Jared’s sketchy eyebrows disappeared under the lank black fringe of his hair. Jamie looked mildly embarrassed.

“My wife’s well known as a healer, Cousin,” he explained, but then turned and shook his head at me.

“No, Sassenach. It wouldna be safe.”

I could see the Patagonia’s gangway easily; now the gathered crowd moved suddenly back, jostling and stepping on each other’s toes. Two seamen stepped down from the deck, a length of canvas slung between them as a stretcher. The white sail-fabric sagged heavily under the weight of the man they carried, and a bare, sun-darkened arm lolled from the makeshift hammock.

The seamen wore strips of cloth tied round their noses and mouths, and kept their faces turned away from the stretcher, jerking their heads as they growled at each other, maneuvering their burden over the splintered planks. The pair passed under the fascinated noses of the crowd and disappeared into a nearby warehouse.

Making a quick decision, I turned and headed for the rear gangplank of the Arianna.

“Don’t worry,” I called to Jamie over one shoulder, “if it is smallpox, I can’t get that.” One of the seamen, hearing me, paused and gaped, but I just smiled at him and brushed past.

The crowd was still now, no longer surging to and fro, and it was not so difficult to make my way between the muttering clusters of seamen, many of whom frowned or looked startled as I ducked past them. The warehouse was disused; no bales or casks filled the echoing shadows of the huge room, but the scents of sawn lumber, smoked meat, and fish lingered, easily distinguishable from the host of other smells.

The sick man had been hastily dumped near the door, on a pile of discarded straw packing. His attendants pushed past me as I entered, eager to get away.

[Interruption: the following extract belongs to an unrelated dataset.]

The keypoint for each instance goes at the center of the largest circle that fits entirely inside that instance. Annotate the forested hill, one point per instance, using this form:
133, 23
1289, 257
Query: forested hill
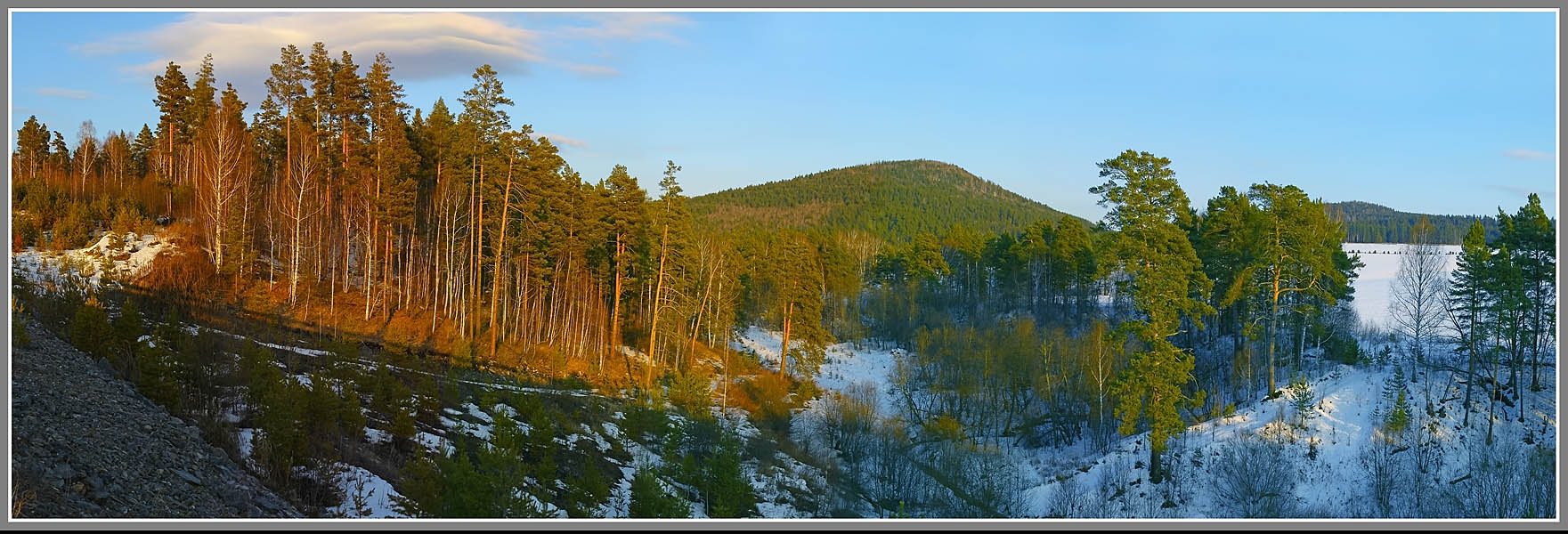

I approached him cautiously, stopping a few feet away. He was flushed with fever, his skin a queer dark red, scabbed thick with white pustules. He moaned and tossed his head restlessly from side to side, cracked mouth working as though in search of water.

“Get me some water,” I said to one of the sailors standing nearby. The man, a short, muscular fellow with his beard tarred into ornamental spikes, merely stared as though he had found himself suddenly addressed by a fish.

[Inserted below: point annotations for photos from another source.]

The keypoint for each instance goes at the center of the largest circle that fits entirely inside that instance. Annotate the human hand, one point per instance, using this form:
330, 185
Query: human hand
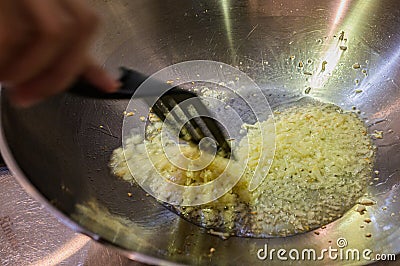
44, 47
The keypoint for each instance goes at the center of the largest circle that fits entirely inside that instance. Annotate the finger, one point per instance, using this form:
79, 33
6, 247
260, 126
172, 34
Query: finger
54, 30
15, 31
66, 68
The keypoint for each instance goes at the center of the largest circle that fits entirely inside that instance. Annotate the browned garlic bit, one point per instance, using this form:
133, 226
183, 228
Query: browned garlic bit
312, 162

Turning my back on him impatiently, I sank to my knees by the sick man and opened his filthy shirt. He stank abominably; probably none too clean to start with, he had been left to lie in his own filth, his fellows afraid to touch him. His arms were relatively clear, but the pustules clustered thickly down his chest and stomach, and his skin was burning to the touch.

Jamie had come in while I made my examination, accompanied by Jared. With them was a small, pear-shaped man in a gold-swagged official’s coat and two other men, one a nobleman or a rich bourgeois by his dress; the other a tall, lean individual, clearly a seafarer from his complexion. Probably the captain of the plague ship, if that’s what it was.

And that’s what it appeared to be. I had seen smallpox many times before, in the uncivilized parts of the world to which my uncle Lamb, an eminent archaeologist, had taken me during my early years. This fellow wasn’t pissing blood, as sometimes happened when the disease attacked the kidneys, but otherwise he had every classic symptom.